Gypsy Book by Arthur Laurents Music by Jule Styne Music by Jerry Bock Lyrics by Stephen Sondheim Directed by Vincent J. Cardinal Featuring Leslie Uggams Connecticut Repertory Theatre, University of Connecticut Storrs Campus July 10, 2014 – […]
Gypsy
Book by Arthur Laurents
Music by Jule Styne
Music by Jerry Bock
Lyrics by Stephen Sondheim
Directed by Vincent J. Cardinal Featuring Leslie Uggams Connecticut Repertory Theatre, University of Connecticut Storrs Campus
July 10, 2014 – July 20, 2014 production site
From the sloppy first notes of the Jule Styne Gypsy overture – bah bah buh bah! – we are put on notice. The production, currently staged by Connecticut Repertory Theatre in a building deep within the Storrs campus of the University of Connecticut, annoys shocks and disturbs throughout the two acts of this now classic American musical. The story of this production is not non-traditional casting, as the press materials assert. The story is clarity and pacing and energy and commitment.

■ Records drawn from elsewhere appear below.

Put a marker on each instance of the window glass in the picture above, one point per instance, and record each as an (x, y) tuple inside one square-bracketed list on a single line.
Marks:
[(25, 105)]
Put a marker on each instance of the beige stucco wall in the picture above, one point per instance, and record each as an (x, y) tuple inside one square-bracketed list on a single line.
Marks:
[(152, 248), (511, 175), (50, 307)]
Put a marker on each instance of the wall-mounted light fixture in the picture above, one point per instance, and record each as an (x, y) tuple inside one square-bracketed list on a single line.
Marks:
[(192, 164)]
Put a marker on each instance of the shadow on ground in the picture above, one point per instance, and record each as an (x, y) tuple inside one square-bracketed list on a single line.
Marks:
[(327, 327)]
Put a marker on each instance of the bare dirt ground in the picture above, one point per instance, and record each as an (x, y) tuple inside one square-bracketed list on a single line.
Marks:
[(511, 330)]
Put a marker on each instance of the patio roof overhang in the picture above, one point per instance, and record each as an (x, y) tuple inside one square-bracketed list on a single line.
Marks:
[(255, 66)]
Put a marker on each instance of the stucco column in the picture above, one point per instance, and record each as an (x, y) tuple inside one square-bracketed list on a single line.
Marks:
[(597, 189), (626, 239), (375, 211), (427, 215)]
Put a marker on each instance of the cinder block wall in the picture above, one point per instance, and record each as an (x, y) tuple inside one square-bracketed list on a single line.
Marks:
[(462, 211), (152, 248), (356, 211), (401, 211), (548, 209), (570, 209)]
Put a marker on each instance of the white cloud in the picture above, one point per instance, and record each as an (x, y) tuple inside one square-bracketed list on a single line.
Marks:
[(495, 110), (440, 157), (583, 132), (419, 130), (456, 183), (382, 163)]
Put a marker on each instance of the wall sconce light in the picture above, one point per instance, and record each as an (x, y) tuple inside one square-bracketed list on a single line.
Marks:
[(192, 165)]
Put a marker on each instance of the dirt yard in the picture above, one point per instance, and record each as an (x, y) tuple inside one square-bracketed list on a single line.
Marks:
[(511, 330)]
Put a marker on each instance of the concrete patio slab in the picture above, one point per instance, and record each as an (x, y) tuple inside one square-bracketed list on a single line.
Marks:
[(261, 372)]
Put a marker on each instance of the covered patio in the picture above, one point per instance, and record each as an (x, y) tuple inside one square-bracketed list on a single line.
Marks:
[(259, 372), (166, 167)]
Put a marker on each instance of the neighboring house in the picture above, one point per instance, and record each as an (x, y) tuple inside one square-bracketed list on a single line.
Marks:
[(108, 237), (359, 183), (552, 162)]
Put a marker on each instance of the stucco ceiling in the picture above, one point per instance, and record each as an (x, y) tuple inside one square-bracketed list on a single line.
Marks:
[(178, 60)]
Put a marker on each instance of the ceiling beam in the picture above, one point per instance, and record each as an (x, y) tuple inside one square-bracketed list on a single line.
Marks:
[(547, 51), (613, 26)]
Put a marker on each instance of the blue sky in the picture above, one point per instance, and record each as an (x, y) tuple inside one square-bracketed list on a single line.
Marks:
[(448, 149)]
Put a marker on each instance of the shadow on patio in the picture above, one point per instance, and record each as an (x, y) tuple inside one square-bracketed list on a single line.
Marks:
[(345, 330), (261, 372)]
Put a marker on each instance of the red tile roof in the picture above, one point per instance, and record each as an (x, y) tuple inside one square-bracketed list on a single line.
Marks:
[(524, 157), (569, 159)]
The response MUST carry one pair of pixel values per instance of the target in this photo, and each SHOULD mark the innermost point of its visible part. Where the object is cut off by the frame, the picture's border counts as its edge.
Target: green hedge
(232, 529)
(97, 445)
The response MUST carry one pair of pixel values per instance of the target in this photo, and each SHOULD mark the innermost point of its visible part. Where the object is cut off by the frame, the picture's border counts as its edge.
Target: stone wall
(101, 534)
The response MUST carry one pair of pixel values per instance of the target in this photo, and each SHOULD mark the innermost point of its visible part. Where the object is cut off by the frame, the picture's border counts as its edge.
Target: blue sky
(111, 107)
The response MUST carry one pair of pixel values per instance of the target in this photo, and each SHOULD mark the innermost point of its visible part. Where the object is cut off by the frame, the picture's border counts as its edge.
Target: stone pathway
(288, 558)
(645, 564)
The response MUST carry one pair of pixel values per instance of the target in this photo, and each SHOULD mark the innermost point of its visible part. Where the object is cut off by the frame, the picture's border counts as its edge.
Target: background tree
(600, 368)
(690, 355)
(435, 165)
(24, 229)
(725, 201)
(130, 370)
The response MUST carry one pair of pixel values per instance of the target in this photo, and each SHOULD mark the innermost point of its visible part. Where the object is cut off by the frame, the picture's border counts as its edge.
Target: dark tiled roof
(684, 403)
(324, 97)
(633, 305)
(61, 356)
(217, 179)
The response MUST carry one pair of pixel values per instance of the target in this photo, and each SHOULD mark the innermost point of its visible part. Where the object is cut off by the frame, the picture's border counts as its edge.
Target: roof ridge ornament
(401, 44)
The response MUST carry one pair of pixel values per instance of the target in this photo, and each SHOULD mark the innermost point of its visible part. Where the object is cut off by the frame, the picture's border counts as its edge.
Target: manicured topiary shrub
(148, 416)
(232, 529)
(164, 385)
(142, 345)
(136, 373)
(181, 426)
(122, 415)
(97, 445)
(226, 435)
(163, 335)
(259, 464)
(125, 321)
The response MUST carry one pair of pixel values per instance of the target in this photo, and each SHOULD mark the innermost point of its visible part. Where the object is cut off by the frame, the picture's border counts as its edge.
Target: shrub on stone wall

Does the sometimes whimsical non-traditional casting make any difference in our reactions to this classic American musical story? An initial answer is no. Other questions are in fact more important and profound concerning structure and direction and other results of casting choices. Are some of the musical lines missing in the often hollow sounding orchestrations? (It sounds as if this is true) Will the trumpets mess up “You Gotta Get a Gimmick” in the second act and other pivotal musical moments in the same way they slurred around the overture melodies? (Yes.) Will the lax direction (missing comedic beats, allowing people to mill around the stage, lacking focus) derail the book? (Yes.) Does casting Mama Rose, classic stage mother, with a physically unsteady 71 year old actress – with a singing voice that can still deliver marvelous moments – strain credulity to the point of breaking? (Oh my yes.)
Gypsy tells of Rose (Leslie Uggams), a women with children in the American northwest, who pushes her children June (uncredited white Baby June grows into mixed race Alanna Saunders) and Louise (white Baby Louise Madison Young grows into white Amandina Altomare) to be the success on stage Rose was never able to be. When the act breaks up once adolescence hits, June goes to Hollywood and Louise stays behind and finds a financial mother lode (and a new name) by developing a “gimmick” in seedy and suggestive burlesque.

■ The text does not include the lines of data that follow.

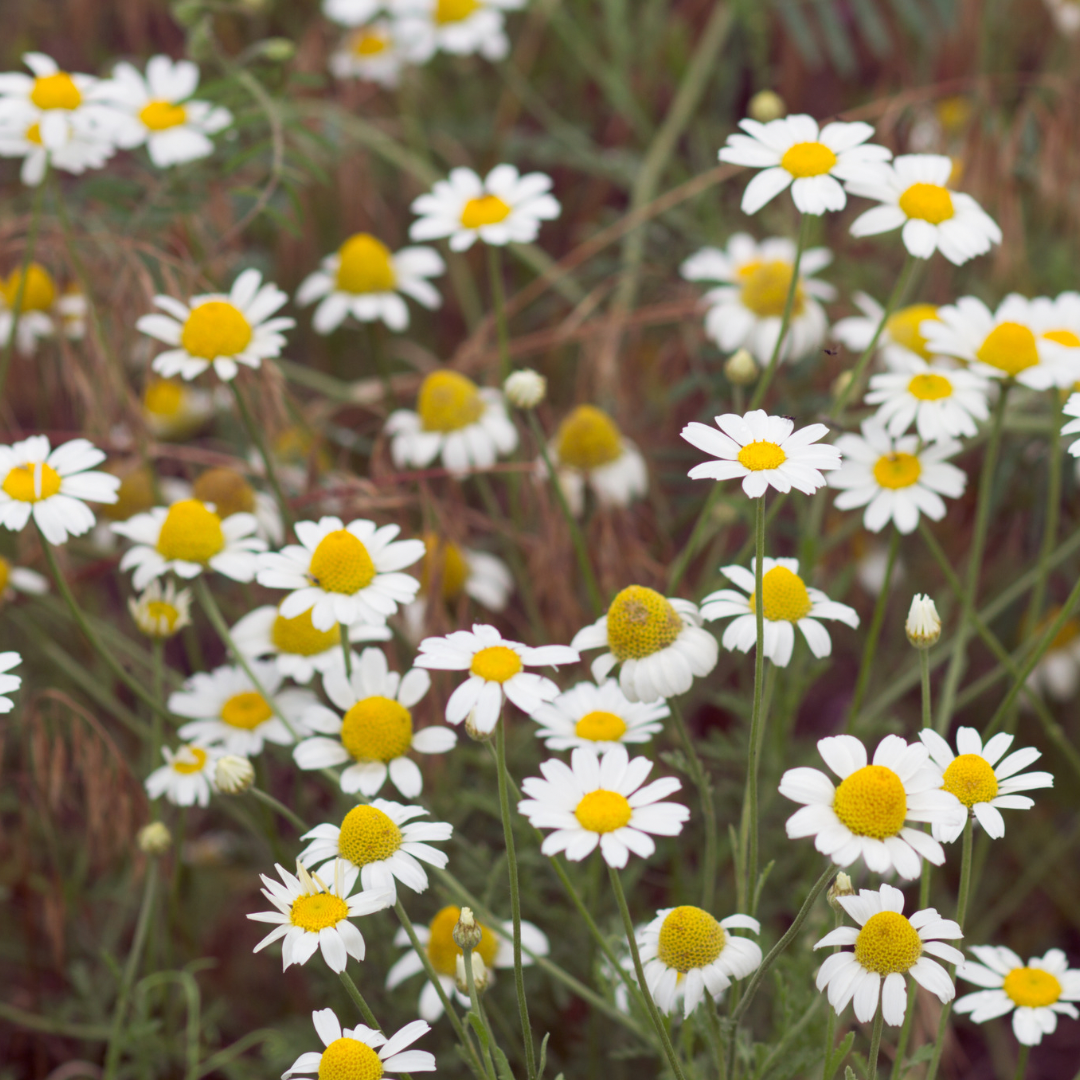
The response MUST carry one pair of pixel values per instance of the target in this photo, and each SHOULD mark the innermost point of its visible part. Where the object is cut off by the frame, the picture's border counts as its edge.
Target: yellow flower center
(32, 482)
(599, 726)
(898, 470)
(443, 950)
(588, 439)
(689, 937)
(190, 532)
(340, 564)
(640, 622)
(215, 328)
(603, 811)
(448, 402)
(872, 801)
(365, 266)
(970, 778)
(928, 202)
(1031, 987)
(487, 210)
(367, 836)
(888, 944)
(808, 159)
(1010, 348)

In 21st century America, the race of actors and race of characters have become two quite separate things. The modern American audience gaze can accept a range of skin tones represented on stage, and accept the fact that race doesn’t always have to be the focus of the story telling. (Similar issues arose – for me at least – in the mostly black cast A Streetcar Named Desire that opened on Broadway during the 2011-2012 season. The challenges in that production had nothing at all to do with the choice to cast traditionally white roles in another way but with the balance of the performances.) American audiences might even accept roles that morph, as they do in this Gypsy, from what appears to be a Caucasian girl playing Baby June to a young woman of mixed race playing June as a teenager. What this play and this score cannot support is Vincent J. Cardinal’s tentative direction that misses most of the jokes or Leslie Uggams’ physically tentative Rose. We have to believe the power, we have to trust the artistic instincts, and in this production we trust neither in leading lady or director.
At one point a character in Gypsy delivers the line: “New York is the center of itself.” All kidding aside, some places, some works of art, have a central compass point. New York is sui generis, so this character asserts. Similarly, the gravitation center of Gypsy the stage musical is Mama Rose who sets all the pieces in motion. She must be seen as a force of nature to be railed against and empathized with and loved. In the production currently at Connecticut Repertory Theatre, a tentative acting performance is provided by a somewhat frail septuagenarian, and the musical loses its center of gravity.